INTRODUCTION TO DATA SCIENCE
Data Science
What is data science?
Data science is the study of data to extract meaningful insights for business. It is a multidisciplinary approach that combines principles and practices from the fields of mathematics, statistics, artificial intelligence, and computer engineering to analyze large amounts of data. This analysis helps data scientists to ask and answer questions like what happened, why it happened, what will happen, and what can be done with the results.[mducolleges]
Data science combines math and statistics, specialized programming, advanced analytics, artificial intelligence (AI), and machine learning with specific subject matter expertise to uncover actionable insights hidden in an organization’s data. These insights can be used to guide decision making and strategic planning.
The accelerating volume of data sources, and subsequently data, has made data science is one of the fastest growing field across every industry. As a result, it is no surprise that the role of the data scientist was dubbed the “sexiest job of the 21st century” by Harvard Business Review. Organizations are increasingly reliant on them to interpret data and provide actionable recommendations to improve business outcomes.[mducolleges]
The data science lifecycle involves various roles, tools, and processes, which enables analysts to glean actionable insights. Typically, a data science project undergoes the following stages:
- Data ingestion: The lifecycle begins with the data collection–both raw structured and unstructured data from all relevant sources using a variety of methods. These methods can include manual entry, web scraping, and real-time streaming data from systems and devices. Data sources can include structured data, such as customer data, along with unstructured data like log files, video, audio, pictures, the Internet of Things (IoT), social media, and more.
- Data storage and data processing: Since data can have different formats and structures, companies need to consider different storage systems based on the type of data that needs to be captured.
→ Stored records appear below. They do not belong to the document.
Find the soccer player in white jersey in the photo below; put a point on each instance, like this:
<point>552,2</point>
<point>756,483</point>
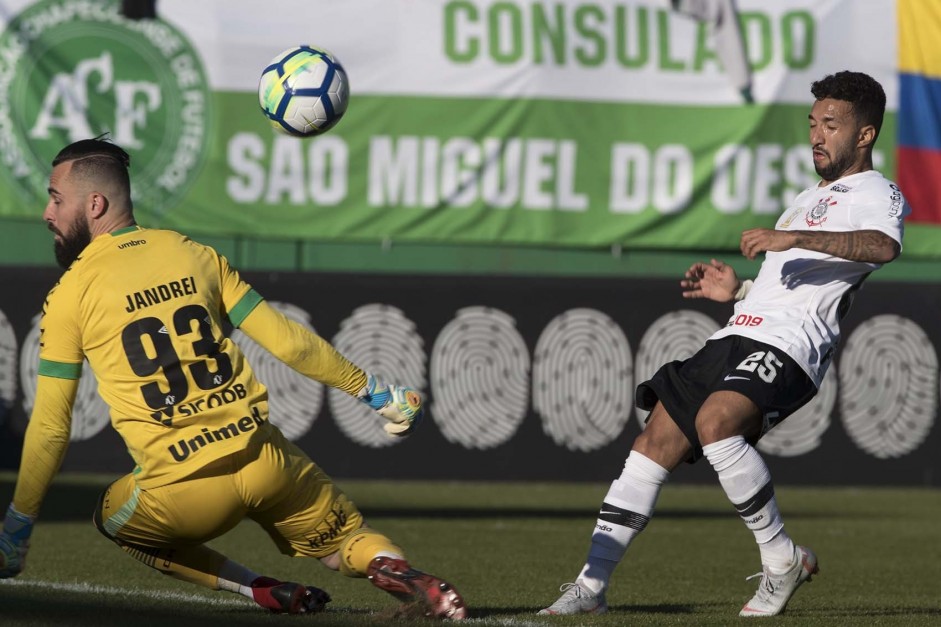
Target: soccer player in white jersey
<point>770,357</point>
<point>148,309</point>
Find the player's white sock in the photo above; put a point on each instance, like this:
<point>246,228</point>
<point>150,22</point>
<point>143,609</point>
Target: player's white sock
<point>747,482</point>
<point>236,578</point>
<point>627,508</point>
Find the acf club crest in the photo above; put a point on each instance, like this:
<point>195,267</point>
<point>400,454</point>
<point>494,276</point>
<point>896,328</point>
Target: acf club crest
<point>72,69</point>
<point>818,214</point>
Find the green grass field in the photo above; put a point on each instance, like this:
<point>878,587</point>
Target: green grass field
<point>507,548</point>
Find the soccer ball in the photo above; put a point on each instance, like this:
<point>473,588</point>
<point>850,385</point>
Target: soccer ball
<point>304,91</point>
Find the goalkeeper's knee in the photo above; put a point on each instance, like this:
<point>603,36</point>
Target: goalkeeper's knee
<point>361,547</point>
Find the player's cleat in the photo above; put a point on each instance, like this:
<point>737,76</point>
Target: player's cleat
<point>287,597</point>
<point>576,599</point>
<point>435,597</point>
<point>775,591</point>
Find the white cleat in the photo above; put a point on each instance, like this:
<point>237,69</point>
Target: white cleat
<point>775,591</point>
<point>576,599</point>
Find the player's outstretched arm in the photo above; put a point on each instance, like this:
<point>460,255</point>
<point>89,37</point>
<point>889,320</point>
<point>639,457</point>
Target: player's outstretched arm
<point>44,447</point>
<point>314,357</point>
<point>868,246</point>
<point>714,280</point>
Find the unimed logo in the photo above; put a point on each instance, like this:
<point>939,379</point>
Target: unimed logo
<point>72,69</point>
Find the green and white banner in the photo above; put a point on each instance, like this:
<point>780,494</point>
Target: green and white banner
<point>567,123</point>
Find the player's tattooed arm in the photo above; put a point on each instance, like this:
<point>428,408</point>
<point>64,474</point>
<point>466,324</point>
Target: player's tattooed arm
<point>866,246</point>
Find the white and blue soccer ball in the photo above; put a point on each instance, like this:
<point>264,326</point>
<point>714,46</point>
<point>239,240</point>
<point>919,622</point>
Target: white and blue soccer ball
<point>304,91</point>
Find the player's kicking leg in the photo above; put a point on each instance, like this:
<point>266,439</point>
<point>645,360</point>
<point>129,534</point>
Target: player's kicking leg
<point>625,512</point>
<point>746,480</point>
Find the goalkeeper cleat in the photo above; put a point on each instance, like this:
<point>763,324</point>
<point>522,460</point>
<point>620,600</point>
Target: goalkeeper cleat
<point>287,597</point>
<point>775,591</point>
<point>434,597</point>
<point>576,599</point>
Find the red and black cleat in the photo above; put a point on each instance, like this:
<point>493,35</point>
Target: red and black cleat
<point>435,597</point>
<point>286,597</point>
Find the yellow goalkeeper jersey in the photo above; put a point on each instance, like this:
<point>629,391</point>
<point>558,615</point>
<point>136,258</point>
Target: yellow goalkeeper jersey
<point>146,308</point>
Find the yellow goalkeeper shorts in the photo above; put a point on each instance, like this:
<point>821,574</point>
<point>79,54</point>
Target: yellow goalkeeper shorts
<point>273,483</point>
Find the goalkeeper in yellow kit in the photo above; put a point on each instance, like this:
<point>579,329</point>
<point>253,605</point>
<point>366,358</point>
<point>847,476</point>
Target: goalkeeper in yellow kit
<point>146,308</point>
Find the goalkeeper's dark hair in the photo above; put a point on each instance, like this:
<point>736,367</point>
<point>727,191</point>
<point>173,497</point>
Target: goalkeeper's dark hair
<point>862,91</point>
<point>97,159</point>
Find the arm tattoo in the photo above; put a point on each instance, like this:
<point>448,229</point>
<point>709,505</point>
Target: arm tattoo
<point>866,246</point>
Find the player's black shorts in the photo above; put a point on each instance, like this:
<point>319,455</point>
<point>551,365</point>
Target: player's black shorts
<point>763,373</point>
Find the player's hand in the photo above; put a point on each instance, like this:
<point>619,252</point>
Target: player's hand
<point>714,280</point>
<point>757,241</point>
<point>14,542</point>
<point>401,406</point>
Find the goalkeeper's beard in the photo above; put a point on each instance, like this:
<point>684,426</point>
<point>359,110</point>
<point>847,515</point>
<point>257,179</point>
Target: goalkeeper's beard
<point>70,245</point>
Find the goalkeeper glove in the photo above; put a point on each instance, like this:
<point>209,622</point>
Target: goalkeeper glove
<point>14,542</point>
<point>400,405</point>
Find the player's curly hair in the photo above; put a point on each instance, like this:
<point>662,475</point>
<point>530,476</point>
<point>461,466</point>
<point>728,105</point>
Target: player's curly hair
<point>861,90</point>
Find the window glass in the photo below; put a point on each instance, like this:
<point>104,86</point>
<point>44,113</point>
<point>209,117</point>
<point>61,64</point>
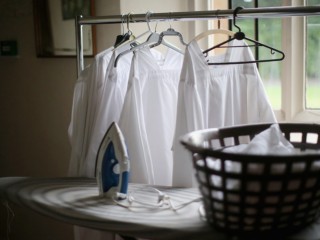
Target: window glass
<point>312,60</point>
<point>269,33</point>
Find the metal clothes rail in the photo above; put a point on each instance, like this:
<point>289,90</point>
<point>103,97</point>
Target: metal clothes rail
<point>270,12</point>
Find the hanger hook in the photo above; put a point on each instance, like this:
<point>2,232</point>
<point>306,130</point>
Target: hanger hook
<point>235,12</point>
<point>217,14</point>
<point>169,17</point>
<point>128,22</point>
<point>148,19</point>
<point>122,23</point>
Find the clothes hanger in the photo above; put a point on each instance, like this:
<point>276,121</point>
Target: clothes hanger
<point>214,31</point>
<point>169,32</point>
<point>153,40</point>
<point>134,42</point>
<point>120,39</point>
<point>241,36</point>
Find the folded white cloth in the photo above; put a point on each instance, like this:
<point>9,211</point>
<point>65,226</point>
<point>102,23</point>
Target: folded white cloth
<point>270,141</point>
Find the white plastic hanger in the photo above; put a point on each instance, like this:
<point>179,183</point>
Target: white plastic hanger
<point>153,40</point>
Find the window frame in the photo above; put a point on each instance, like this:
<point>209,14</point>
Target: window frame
<point>293,74</point>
Data management teams help to set standards around data storage and structure, which facilitate workflows around analytics, machine learning and deep learning models. This stage includes cleaning data, deduplicating, transforming and combining the data using ETL (extract, transform, load) jobs or other data integration technologies. This data preparation is essential for promoting data quality before loading into a data warehouse, data lake, or other repository.
- Data analysis: Here, data scientists conduct an exploratory data analysis to examine biases, patterns, ranges, and distributions of values within the data. This data analytics exploration drives hypothesis generation for a/b testing. It also allows analysts to determine the data’s relevance for use within modeling efforts for predictive analytics, machine learning, and/or deep learning. Depending on a model’s accuracy, organizations can become reliant on these insights for business decision making, allowing them to drive more scalability.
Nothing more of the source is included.